Ogłoszone podwyżki nie wróżą nic dobrego. - Kolejny raz piszę do was dawać z buta, a jak dalej to taxi i tak wyjdzie taniej i szybciej niż tą pseudo komunikacją miejską – stwierdził p. Zbigniew.
- W Malborku komunikacja jest za darmo, a tu jeszcze podwyżkę dadzą? Taniej całą rodziną taryfą jest jeździć – dodała p. Ola.
- Ja mam to samo. Autobus ma być o 8.06, a przyjedzie o 8.16 lub wypada z trasy. Masakra – zaznaczyła p. Jolanta.
Najgorsze jest to, że czytają nasze komunikaty, wpisy, skargi i nikt z tym nic nie robi!!!! Ja pracuje też cały tydzień w różnych godzinach. Nie mam czym dojechać do pracy na 22. Nie mam czym do pracy dojechać w sobotę na 6.00... ba ja nawet spóźniam się codziennie jak mam pierwszą zmianę, bo nie mam czym dojechać!!! To jest dramat!!!!!!!!! Ile jeszcze mamy czekać, aż ktoś ruszy swój mózg?!?!?!? Ręce opadają!!!!!!!!!!!!!! Nikt nie widzi z rządzących co się dzieje??? Jesteście ślepi czy wam to wszystko jedno, co bo jeździcie autami do pracy?!?! Jak zmienili ten rozkład jest DRAMAT!!!! A jeszcze podwyżki szykują!!!! Za co – pytam się za co?!?!?!?

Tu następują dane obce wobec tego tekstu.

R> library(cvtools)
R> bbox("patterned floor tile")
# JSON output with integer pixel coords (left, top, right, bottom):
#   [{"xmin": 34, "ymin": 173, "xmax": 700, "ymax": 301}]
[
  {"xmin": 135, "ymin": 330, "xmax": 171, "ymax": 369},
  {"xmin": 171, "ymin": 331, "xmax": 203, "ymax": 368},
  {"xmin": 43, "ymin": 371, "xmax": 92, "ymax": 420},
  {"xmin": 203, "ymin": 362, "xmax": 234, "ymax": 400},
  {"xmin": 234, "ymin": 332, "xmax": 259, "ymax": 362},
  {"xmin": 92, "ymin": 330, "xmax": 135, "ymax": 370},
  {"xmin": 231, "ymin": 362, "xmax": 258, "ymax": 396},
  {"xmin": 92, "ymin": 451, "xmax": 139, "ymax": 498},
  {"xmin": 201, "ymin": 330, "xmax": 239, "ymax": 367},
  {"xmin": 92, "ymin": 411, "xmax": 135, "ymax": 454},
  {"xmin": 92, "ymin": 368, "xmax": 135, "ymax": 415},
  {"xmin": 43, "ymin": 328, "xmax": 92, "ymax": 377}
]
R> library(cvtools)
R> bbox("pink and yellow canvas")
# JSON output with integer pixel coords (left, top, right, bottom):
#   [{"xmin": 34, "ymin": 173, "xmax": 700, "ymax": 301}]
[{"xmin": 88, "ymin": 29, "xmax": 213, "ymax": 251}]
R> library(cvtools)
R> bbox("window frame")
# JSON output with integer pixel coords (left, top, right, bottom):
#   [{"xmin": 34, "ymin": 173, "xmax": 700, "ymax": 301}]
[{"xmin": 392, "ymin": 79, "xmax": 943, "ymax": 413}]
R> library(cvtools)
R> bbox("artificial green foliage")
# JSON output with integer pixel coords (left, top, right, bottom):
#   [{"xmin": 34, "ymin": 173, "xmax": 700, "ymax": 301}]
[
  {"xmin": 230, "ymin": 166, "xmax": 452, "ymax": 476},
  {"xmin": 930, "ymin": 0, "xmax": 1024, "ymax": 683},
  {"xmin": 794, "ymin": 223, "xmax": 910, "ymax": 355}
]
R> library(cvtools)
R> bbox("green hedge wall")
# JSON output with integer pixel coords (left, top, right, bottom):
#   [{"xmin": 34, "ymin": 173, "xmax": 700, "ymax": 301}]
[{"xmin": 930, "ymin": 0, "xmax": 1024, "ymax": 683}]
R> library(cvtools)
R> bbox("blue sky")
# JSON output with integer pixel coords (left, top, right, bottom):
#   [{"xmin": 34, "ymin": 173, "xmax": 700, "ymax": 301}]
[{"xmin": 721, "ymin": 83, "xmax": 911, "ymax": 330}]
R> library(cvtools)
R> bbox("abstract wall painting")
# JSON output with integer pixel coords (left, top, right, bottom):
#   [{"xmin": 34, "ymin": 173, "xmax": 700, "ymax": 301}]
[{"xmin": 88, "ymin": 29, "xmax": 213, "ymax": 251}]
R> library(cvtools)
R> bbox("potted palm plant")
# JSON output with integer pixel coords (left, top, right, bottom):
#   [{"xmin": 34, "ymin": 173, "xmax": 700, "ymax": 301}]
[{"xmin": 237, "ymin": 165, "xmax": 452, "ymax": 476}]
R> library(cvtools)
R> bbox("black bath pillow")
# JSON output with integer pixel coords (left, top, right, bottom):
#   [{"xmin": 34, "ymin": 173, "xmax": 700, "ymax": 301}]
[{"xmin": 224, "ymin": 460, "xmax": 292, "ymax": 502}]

- dodaje kolejna czytelniczka.
Przypomnijmy, że od 1 grudnia za bilet normalny będzie trzeba zapłacić 4 zł, a nie jak do tej pory 3,20 zł, a za bilet ulgowy 2,10 zł zamiast 1,60 zł.
Czy przed wprowadzeniem podwyżek cen biletów nie warto najpierw dostosować tras i rozkładów do próśb elblążan?
Poniżej publikujemy komentarze, które zostały zamieszczone na naszym Facebooku.
Od dwóch lat z Piłsudskiego nie na dojazdu trzynastka 13 do pracy na 9 i nie ma powrotu o 15,
Po prostu mają to gdzieś , a mieszkancy na to pozwalają ! Wciąż czekam na powrot 11 , ktorej likwidacja byla najglupszym i najbardziej bezmyślnym posunięciem !
Włączam JakDojadę... aha, mogę wyłączyć. No to Time4BUS? Nie, no bez przesady, po co to komu? Ebana wiocha biedrąska
Mamy demokrację można odwołać władze miejskie odpowiedzialne za ten burdel w komunikacji miejskiej. Dlaczego nie skorzystacie z tego przywileju? Jak PiS wygrał wybory to krzyczeliscie że wam demokrację ukradli. Wcale że nie ukradli. Można władzę odwołać w trybie referendum. Po co męczyć się kolejny rok?
Redakcja prawie odrobiła pracę domową, ale: Odpowiedz Grażynie Ziarno .... Information Disclosure.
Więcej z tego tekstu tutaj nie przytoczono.